Pour Urgences panafricanistes, les Etats occidentaux qui soutiennent le Rwanda sont considérés comme hostiles aux intérêts du peuple congolais. Fortifi Lushima, coordinateur national de l’ONG, nous explique les raisons pour lesquelles ils étaient dans la rue ce mardi.
"Aujourd’hui, l’armée rwandaise est un proxy des Etats-Unis et de l’Union européenne et donc, nous autres Congolais, nous avons décidé de mettre fin à cette alliance sur notre sol", assure-t-il au micro de la DW.
"Le but est de faire pression sur toutes les chancelleries occidentales qui sont sur le territoire congolais, parce que si vous avez décidé d’être proches du Rwanda, de soutenir le Rwanda, de fermer les yeux face aux crimes et à l’exploitation effectuée par le Rwanda, cela veut simplement dire que vous n’êtes plus l’ami des Congolais et que vous devez quitter le sol congolais."

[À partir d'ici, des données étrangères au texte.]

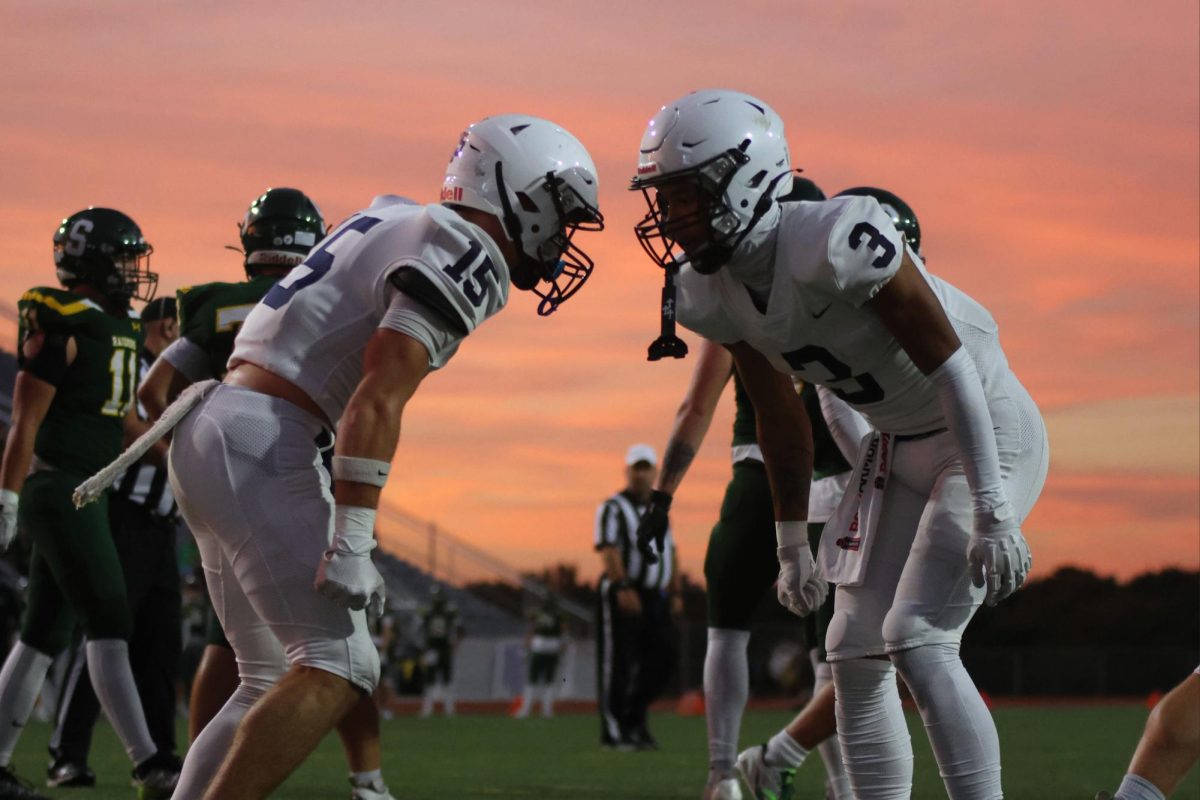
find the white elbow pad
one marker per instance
(371, 471)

La Ligue des jeunes de l'Union pour la démocratie et le progrès social (UDPS), le parti au pouvoir, a elle aussi appelé à la mobilisation pour soutenir les FARDC, l’armée congolaise, et protester contre l’humiliation de la RDC, explique Christian Lumu, vice-président de la Ligue des jeunes UDPS et l’un des initiateurs de la marche.
"Au moment où la partie est de notre pays traverse son moment le plus difficile, il y avait nécessité pour nous, qui sommes citoyens, les civils, d’organiser des marches de soutien pour réarmer le moral de ceux qui sont au front. Mais nous désapprouvons les actes de violence incontrôlés qui sont commis par des jeunes qui sont révoltés, qui sont devenus hystériques face à ce que nous qualifions de silence complice de la communauté internationale", confie Christian Lumu à la DW.

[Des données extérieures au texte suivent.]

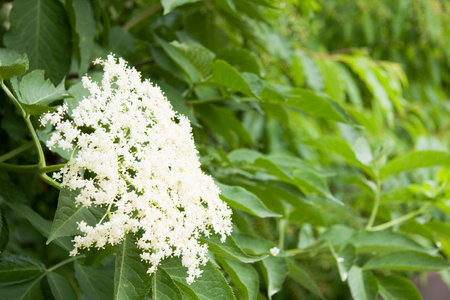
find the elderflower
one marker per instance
(136, 158)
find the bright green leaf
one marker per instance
(210, 286)
(242, 199)
(229, 249)
(131, 280)
(406, 261)
(275, 270)
(94, 282)
(302, 277)
(396, 287)
(163, 287)
(17, 268)
(226, 75)
(244, 277)
(42, 30)
(170, 5)
(363, 284)
(414, 160)
(30, 290)
(12, 63)
(61, 288)
(68, 215)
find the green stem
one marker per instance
(52, 168)
(16, 151)
(142, 16)
(401, 219)
(50, 181)
(13, 99)
(282, 231)
(376, 204)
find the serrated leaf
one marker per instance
(229, 249)
(414, 160)
(30, 290)
(244, 277)
(383, 241)
(170, 5)
(94, 283)
(301, 276)
(195, 61)
(17, 268)
(275, 270)
(12, 63)
(243, 59)
(68, 215)
(210, 286)
(363, 284)
(34, 89)
(96, 255)
(60, 287)
(41, 29)
(131, 280)
(163, 287)
(226, 75)
(406, 261)
(15, 199)
(85, 32)
(396, 287)
(240, 198)
(315, 105)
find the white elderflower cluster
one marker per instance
(137, 159)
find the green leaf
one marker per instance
(240, 198)
(315, 105)
(30, 290)
(243, 59)
(226, 75)
(12, 63)
(406, 261)
(210, 286)
(396, 287)
(17, 268)
(85, 33)
(34, 89)
(15, 199)
(223, 122)
(244, 277)
(41, 29)
(68, 215)
(170, 5)
(94, 282)
(4, 233)
(414, 160)
(363, 285)
(301, 276)
(163, 287)
(60, 287)
(121, 42)
(383, 241)
(229, 249)
(131, 280)
(96, 255)
(345, 259)
(275, 270)
(195, 61)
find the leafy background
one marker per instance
(324, 123)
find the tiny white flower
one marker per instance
(137, 159)
(274, 251)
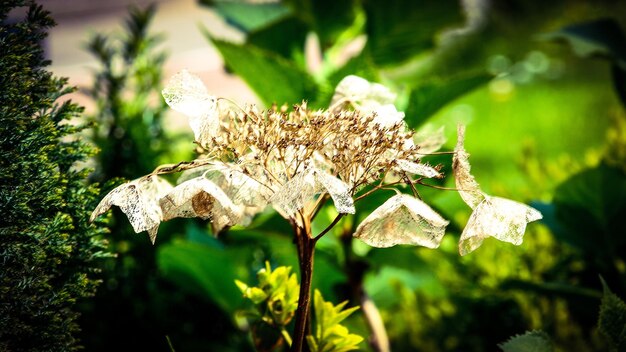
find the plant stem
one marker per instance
(306, 251)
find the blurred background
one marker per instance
(541, 86)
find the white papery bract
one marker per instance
(139, 200)
(368, 97)
(417, 168)
(402, 220)
(199, 197)
(303, 188)
(496, 217)
(187, 94)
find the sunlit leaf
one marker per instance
(187, 94)
(496, 217)
(402, 220)
(138, 199)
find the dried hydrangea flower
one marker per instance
(302, 188)
(402, 220)
(139, 200)
(496, 217)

Manifestations anti-occident
Ce n’est toutefois pas la première fois que des jeunes initient des marches anti-occidentales pour dénoncer ce qu’ils qualifient d’inaction de la part de la communauté internationale face au conflit dans l’est de la RDC.
Une manifestation similaire avait été organisée à Goma, dans le Nord-Kivu, en février dernier. Cependant, Stewart Muhindo, qui est militant au sein du mouvement citoyen la Lucha, dénonce les violences qui ont accompagné cette manifestation dans les rues de Kinshasa et notamment les attaques contre les ambassades étrangères. Selon lui, le premier responsable est l’Etat congolais.
"Les violences enregistrées contre différentes ambassades et chancelleries à Kinshasa sont incompréhensibles parce que le devoir de sécuriser les Congolais incombe en premier lieu aux autorités congolaises", affirme-t-il.
"Ces autorités congolaises sont établies à Kinshasa, donc il est incompréhensible qu’une manifestation visant à dénoncer le fait que des Congolais ne soient pas sécurisés cible des chancelleries occidentales en premier, et non les autorités congolaises. Deuxièmement, cela est déplorable parce que les personnes qui se sont livrées aux pillages, vols et incendies ne sont pas venues se battre pour nous qui vivons dans l’insécurité. "
Appel aux sanctions
Les ambassades de Belgique, France, Etats-Unis, Rwanda, Ouganda et Kenya ont été prises pour cible par les manifestants. Pour le politologue Christian Moleka, ceci peut être perçu comme une forme de ras-le-bol vis-à-vis d’une communauté internationale qui se refuse à sanctionner le Rwanda.
"Dans la perception de l’opinion, tous ces pays de l’Est, l’Ouganda, le Rwanda, le Kenya, sont considérés comme des pays anti-RDC qui soutiennent, d’une certaine manière, la balkanisation du Congo. Après, la France est particulièrement épinglée, alors qu’au Conseil de sécurité, elle s’est positionnée du côté du Congo", remarque-t-il.
"Les Etats Unis, un acteur important du changement souhaité dans la sous-région, sont également mis à l’index parce que pour beaucoup de Congolais, les Etats-Unis ont une capacité d’action qui peut faire que la guerre s’arrête, mais, à ce stade, on se limite à des communiqués. "
En fin de journée, la situation semble s’être stabilisée à Kinshasa. Une réunion du Conseil de sécurité des Nations unies à propos de la situation dans l’est de la RDC est prévue ce 28 janvier à 16h, heure de New York.